Like rattlers, I also feared mental illness when I was younger—including my own experiences with major depressive episodes when I was eighteen. My doctor told me I just had a “temporary chemical imbalance,” but I was left feeling it was a lot deeper and more serious than that. It was such a scary thing for me that I was afraid to ask too many questions. My parents treated the situation with secrecy and unease. For years after that experience, I feared that more episodes—more “temporary chemical imbalances”—would mysteriously erupt. Discussing mental illness was a taboo in my home growing up.

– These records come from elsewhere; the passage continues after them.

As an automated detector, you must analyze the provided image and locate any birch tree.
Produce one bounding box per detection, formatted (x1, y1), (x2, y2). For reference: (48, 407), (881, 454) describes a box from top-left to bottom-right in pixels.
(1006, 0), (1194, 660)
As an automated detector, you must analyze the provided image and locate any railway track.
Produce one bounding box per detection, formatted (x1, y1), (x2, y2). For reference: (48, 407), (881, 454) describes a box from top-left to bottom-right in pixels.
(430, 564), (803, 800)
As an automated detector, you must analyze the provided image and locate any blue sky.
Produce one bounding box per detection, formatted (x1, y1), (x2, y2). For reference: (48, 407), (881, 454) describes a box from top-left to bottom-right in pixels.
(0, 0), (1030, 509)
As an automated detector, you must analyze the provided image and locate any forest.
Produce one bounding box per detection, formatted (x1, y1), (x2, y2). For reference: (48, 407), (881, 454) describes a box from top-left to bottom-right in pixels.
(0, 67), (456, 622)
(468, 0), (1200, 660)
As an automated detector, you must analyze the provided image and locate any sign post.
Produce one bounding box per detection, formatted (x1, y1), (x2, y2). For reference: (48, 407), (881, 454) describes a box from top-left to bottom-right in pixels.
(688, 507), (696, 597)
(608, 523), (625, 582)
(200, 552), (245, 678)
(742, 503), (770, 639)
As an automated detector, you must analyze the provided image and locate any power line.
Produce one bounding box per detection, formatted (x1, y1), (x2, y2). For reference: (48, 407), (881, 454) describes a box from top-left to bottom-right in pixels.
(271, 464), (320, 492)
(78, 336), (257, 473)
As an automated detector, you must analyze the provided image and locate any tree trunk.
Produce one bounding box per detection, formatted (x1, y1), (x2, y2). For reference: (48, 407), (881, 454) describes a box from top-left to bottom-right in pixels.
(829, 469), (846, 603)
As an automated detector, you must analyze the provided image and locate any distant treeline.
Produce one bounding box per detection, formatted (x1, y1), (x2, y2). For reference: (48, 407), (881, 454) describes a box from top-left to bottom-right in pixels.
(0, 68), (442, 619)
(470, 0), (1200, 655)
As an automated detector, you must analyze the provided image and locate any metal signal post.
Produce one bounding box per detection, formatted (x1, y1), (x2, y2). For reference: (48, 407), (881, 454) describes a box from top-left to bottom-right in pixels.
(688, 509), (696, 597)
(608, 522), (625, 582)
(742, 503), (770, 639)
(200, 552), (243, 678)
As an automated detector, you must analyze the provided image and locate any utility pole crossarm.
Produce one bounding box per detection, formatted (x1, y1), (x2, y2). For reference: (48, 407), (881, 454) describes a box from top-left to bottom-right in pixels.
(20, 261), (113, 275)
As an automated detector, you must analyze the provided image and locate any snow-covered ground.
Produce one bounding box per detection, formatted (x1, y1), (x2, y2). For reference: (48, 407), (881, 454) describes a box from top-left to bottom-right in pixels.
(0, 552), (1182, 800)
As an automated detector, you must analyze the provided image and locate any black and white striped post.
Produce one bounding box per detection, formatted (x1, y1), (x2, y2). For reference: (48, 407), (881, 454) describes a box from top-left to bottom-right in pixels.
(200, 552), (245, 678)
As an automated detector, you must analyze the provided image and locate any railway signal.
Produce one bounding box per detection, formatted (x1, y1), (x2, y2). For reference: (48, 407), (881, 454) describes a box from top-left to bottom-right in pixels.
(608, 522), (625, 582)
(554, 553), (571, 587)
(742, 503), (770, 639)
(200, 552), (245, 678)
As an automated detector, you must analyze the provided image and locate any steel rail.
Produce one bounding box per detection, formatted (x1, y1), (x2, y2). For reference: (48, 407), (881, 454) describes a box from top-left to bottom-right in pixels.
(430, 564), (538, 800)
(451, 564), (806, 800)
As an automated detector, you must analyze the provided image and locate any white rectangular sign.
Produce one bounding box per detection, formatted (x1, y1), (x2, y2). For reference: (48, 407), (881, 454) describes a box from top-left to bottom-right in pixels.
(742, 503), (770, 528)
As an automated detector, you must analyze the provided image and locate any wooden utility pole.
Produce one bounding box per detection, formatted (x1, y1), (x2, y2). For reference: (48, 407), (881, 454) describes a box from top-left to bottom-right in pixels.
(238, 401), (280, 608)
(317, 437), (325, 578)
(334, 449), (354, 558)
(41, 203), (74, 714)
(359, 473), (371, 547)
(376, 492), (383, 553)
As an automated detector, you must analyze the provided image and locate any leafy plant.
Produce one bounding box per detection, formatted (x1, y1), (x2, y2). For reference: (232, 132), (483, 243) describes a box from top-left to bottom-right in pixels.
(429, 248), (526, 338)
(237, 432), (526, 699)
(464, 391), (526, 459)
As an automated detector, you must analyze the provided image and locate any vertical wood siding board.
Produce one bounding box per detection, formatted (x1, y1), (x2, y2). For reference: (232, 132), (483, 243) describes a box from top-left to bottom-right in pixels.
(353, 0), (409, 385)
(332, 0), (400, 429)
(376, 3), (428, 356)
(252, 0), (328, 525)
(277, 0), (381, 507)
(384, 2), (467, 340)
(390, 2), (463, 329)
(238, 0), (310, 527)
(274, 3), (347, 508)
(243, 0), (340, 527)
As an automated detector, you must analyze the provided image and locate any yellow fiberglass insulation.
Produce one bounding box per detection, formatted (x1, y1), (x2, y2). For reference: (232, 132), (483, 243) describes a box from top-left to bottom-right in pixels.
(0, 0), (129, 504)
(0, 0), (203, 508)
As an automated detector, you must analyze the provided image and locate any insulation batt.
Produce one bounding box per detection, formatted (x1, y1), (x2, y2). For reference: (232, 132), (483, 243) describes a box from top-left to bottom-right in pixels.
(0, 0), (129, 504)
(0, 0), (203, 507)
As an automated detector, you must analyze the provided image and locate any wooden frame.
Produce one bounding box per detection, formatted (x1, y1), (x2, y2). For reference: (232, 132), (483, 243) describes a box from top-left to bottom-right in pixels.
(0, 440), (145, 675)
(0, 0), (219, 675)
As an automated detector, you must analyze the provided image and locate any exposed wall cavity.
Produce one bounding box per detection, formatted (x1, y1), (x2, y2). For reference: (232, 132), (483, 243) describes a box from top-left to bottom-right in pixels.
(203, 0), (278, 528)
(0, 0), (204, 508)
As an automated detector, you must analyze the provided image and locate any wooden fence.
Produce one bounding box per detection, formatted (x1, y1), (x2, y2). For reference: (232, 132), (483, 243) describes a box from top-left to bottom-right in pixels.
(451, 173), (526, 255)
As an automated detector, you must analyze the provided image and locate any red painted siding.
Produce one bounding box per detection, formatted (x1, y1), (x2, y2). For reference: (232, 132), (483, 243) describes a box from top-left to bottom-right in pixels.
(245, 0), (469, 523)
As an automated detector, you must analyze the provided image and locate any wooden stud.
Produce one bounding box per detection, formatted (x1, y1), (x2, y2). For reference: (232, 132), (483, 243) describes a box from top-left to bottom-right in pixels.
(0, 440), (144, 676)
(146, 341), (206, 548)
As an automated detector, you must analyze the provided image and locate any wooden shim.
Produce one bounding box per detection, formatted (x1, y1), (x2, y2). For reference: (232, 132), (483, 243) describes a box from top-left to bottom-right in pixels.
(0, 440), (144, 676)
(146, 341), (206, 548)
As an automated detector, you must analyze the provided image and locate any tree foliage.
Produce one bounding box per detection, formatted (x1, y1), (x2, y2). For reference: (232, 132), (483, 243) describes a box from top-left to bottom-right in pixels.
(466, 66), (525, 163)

But I’ve become more enlightened over the last twenty years. Through therapy I grew to understand what happened to me when I was eighteen and the factors that caused the episodes. I no longer fear they will return. I’ve also recognized and learned to manage the moderate chronic clinical depression and generalized anxiety I’ve experienced much of my life. I try to manage my mental health closely and carefully and I consider myself to be in recovery.
Yes, I’ve become more knowledgably and comfortable with the topic of mental illness. I have no problem discussing it with others. In fact, my memoir book of my experiences with mental illness was published. I’ve taught many classes, led support groups, and given many presentations about mental illness.
I’ve learned that mental illness has its benefits, too. Harvard psychology profession Nassir Ghaemi’s book, A First-Rate Madness: Uncovering the Links Between Leadership and Mental Illness states that some individuals have risen to great leadership at moments of crisis in history because of their mental illness, not in spite of it. Lincoln, Churchill, and Gandhi are among the several examples cited.
Psychologist Fred Frese has schizophrenia and became a director of a state mental hospital that he earlier had been committed to. I heard him say at a conference that he views his disease as not a “deficit,” but a “difference” from those who are “chronically normal.” He said that people with schizophrenia usually have greater abilities in theoretical rationality. He referred to the movie, A Beautiful Mind that portrays the life of John Nash, a Nobel Laureate in Economics who lived with schizophrenia.
In my case, I believe my experiences with mental illness have helped me be a more empathetic, resilient person.
So, rattlesnakes and mental illness: both things that are very scary in ignorance, but may be beneficial when understood and dealt with in an enlightened way.
Rattlesnakes and mental illness are beautiful!